退廃的な建築に容赦なく描かれた壁画、異様な空気の薄暗いストリート、それだけで構築された荒れ朽ちた街並はまるで生き物のように圧倒的な存在感を放ち、それと同時にとてつもなく美しい芸術でもあった。
人間はその人の生き様によってオーラの出方が違う。全くオーラのない人もいるぐらいだ。人間より長い時代を見ている街にそれがないわけがない。
フリードリヒスハインは、たとえ街全体が高層ビルに囲まれたとしても、周辺が更地になったとしても、ここだけは何も変わらず今の姿のまま時代を突き抜けてゆく。そんな気がしてならない。
旧東ドイツの面影をそのままに惚れ惚れする男気と反骨精神を見せてくれるフリードリヒスハインの魅力を2本連続でお届けしたい。ベルリン生活1年半を経て、この街の原点に帰ってみたくなったのだ。

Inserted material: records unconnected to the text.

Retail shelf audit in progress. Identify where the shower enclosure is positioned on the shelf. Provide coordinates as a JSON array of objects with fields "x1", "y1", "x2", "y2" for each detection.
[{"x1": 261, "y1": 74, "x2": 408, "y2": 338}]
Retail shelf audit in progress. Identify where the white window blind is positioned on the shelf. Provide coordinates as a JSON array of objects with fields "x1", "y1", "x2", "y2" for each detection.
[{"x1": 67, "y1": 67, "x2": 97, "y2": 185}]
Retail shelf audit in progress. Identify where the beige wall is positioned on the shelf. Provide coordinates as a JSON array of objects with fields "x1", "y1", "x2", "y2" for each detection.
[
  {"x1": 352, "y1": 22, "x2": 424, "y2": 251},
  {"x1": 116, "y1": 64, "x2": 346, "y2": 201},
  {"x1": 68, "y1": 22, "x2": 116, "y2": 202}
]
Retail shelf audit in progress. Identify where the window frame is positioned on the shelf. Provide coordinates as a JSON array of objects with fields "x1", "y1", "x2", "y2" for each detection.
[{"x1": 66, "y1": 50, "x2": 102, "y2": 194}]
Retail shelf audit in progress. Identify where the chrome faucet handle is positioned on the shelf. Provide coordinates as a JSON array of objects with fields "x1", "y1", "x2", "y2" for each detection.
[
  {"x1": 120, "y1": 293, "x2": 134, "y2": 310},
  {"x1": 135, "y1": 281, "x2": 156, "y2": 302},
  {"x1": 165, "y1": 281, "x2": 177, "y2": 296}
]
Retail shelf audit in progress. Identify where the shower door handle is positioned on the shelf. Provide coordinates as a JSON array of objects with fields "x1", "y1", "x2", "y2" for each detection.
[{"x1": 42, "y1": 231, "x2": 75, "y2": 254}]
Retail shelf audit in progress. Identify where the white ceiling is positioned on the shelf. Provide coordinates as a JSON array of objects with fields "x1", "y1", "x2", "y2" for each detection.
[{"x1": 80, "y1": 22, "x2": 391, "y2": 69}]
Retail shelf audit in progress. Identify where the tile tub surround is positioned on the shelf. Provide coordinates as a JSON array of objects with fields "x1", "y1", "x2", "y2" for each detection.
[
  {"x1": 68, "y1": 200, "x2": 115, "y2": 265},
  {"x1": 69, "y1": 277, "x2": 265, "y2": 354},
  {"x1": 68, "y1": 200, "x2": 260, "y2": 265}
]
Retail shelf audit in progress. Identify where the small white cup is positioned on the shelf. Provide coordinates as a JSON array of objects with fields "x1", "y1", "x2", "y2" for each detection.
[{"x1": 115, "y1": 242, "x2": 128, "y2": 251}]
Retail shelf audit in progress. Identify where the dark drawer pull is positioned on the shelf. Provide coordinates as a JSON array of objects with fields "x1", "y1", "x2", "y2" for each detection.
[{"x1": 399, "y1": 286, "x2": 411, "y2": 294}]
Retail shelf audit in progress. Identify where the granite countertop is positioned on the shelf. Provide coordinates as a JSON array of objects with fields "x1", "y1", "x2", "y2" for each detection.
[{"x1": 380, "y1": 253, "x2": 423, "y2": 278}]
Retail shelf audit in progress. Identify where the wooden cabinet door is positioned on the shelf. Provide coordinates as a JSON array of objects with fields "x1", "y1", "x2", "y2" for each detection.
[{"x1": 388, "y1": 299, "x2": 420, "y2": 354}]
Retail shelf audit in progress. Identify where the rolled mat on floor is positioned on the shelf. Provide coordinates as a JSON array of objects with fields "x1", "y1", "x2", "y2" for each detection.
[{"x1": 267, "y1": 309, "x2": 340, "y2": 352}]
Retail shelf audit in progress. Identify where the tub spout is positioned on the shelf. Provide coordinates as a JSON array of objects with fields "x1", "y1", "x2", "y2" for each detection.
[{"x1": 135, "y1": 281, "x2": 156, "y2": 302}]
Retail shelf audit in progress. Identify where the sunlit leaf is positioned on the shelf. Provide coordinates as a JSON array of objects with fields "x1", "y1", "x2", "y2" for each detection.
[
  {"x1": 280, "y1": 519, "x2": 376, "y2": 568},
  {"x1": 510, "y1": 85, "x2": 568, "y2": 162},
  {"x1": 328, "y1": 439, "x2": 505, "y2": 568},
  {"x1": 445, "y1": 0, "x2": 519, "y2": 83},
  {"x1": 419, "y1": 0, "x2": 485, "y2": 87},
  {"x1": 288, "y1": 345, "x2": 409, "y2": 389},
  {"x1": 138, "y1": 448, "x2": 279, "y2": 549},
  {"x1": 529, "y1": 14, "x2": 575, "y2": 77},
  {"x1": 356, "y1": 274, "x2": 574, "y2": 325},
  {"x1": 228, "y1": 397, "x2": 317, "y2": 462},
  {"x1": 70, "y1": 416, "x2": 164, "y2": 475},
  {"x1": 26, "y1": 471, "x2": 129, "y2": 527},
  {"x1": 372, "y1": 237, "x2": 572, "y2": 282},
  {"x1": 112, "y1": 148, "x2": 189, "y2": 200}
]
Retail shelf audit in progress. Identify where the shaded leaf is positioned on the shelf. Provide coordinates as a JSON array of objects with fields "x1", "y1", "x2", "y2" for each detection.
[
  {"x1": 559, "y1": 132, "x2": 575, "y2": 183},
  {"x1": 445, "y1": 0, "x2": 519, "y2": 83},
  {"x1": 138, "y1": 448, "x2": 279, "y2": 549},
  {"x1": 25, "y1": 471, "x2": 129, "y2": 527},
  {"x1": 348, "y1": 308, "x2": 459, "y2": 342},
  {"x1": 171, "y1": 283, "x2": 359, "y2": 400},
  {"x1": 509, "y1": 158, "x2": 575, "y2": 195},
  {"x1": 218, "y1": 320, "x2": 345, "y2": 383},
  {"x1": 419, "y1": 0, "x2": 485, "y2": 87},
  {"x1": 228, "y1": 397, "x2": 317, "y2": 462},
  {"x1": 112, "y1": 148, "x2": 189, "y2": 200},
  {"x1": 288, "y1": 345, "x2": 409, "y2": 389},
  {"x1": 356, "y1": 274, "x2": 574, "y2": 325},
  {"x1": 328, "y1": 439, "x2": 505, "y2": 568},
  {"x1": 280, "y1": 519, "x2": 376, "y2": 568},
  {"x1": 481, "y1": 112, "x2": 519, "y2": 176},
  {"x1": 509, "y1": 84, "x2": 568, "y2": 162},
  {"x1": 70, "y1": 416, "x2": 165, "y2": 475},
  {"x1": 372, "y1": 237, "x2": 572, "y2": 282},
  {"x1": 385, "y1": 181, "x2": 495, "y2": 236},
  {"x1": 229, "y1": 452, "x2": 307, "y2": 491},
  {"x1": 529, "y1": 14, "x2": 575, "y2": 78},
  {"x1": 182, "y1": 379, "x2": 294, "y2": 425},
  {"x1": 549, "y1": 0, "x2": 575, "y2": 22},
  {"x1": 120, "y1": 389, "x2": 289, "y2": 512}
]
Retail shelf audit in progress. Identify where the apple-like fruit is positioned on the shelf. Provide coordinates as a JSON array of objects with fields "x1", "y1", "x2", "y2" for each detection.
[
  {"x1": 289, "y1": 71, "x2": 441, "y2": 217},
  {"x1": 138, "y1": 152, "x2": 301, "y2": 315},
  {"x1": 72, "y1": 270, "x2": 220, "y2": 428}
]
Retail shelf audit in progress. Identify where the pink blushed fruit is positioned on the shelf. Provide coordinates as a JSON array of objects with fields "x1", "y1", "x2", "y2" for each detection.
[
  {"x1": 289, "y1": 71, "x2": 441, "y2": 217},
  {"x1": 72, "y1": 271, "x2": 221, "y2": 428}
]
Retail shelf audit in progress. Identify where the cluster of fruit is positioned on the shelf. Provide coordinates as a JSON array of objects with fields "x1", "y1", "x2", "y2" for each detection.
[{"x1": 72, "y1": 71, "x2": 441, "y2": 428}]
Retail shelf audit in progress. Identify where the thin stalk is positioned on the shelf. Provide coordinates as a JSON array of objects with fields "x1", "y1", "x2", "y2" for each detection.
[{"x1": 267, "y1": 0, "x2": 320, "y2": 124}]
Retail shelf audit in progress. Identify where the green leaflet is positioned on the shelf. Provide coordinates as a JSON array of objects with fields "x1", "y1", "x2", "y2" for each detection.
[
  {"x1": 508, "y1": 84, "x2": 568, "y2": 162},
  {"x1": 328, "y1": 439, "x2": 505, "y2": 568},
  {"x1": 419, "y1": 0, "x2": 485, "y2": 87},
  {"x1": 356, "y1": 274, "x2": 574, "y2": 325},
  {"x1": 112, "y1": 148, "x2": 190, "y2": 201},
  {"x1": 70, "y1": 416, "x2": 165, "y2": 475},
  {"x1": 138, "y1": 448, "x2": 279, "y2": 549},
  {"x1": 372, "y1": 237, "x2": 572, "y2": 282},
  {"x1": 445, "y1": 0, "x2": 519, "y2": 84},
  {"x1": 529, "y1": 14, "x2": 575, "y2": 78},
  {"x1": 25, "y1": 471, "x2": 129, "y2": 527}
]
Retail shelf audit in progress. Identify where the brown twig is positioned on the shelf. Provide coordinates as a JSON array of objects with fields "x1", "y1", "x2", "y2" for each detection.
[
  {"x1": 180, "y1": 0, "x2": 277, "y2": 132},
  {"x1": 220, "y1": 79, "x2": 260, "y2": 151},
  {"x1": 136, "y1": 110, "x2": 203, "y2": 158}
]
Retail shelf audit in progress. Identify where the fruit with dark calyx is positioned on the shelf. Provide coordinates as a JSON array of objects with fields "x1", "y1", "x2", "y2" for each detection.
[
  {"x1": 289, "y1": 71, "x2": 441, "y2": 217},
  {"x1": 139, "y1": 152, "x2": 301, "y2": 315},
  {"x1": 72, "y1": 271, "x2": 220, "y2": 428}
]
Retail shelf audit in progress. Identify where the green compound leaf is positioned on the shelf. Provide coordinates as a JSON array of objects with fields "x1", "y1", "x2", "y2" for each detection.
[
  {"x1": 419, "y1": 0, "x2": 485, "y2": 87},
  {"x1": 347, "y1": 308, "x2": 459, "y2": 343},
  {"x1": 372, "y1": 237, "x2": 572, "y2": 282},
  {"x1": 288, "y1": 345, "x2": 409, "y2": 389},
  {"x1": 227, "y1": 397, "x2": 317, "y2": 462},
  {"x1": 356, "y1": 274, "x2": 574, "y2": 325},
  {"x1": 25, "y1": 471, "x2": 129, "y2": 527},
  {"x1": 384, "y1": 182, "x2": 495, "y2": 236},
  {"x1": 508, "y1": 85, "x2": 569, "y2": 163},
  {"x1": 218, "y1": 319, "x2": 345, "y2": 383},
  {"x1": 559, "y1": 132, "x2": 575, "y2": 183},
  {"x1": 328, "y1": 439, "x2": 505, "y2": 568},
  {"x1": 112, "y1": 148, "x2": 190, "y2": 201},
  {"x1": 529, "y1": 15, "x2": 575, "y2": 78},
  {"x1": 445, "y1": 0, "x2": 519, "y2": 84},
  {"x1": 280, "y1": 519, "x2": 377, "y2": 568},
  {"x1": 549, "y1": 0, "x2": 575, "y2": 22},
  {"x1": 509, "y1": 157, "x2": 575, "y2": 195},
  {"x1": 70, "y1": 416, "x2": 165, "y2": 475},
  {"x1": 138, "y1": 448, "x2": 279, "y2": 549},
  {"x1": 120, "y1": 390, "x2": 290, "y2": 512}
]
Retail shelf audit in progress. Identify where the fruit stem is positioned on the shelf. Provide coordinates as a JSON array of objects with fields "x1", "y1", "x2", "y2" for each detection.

多くのクラブが存在するオストクロイツ、中でもベルリン有数のクラブとして人気なのが://about blankである。ドアポリシーこそないが、レジデントを勤めるローカルDJのレベルの高さやデトロイト系アーティストを多く招聘しており、客層も良い。
反対側出口からすぐの大通りには、新しく出来たばかりの洗練された雰囲気のレストランやカフェが立ち並び、ゲットーさはあまり感じられない。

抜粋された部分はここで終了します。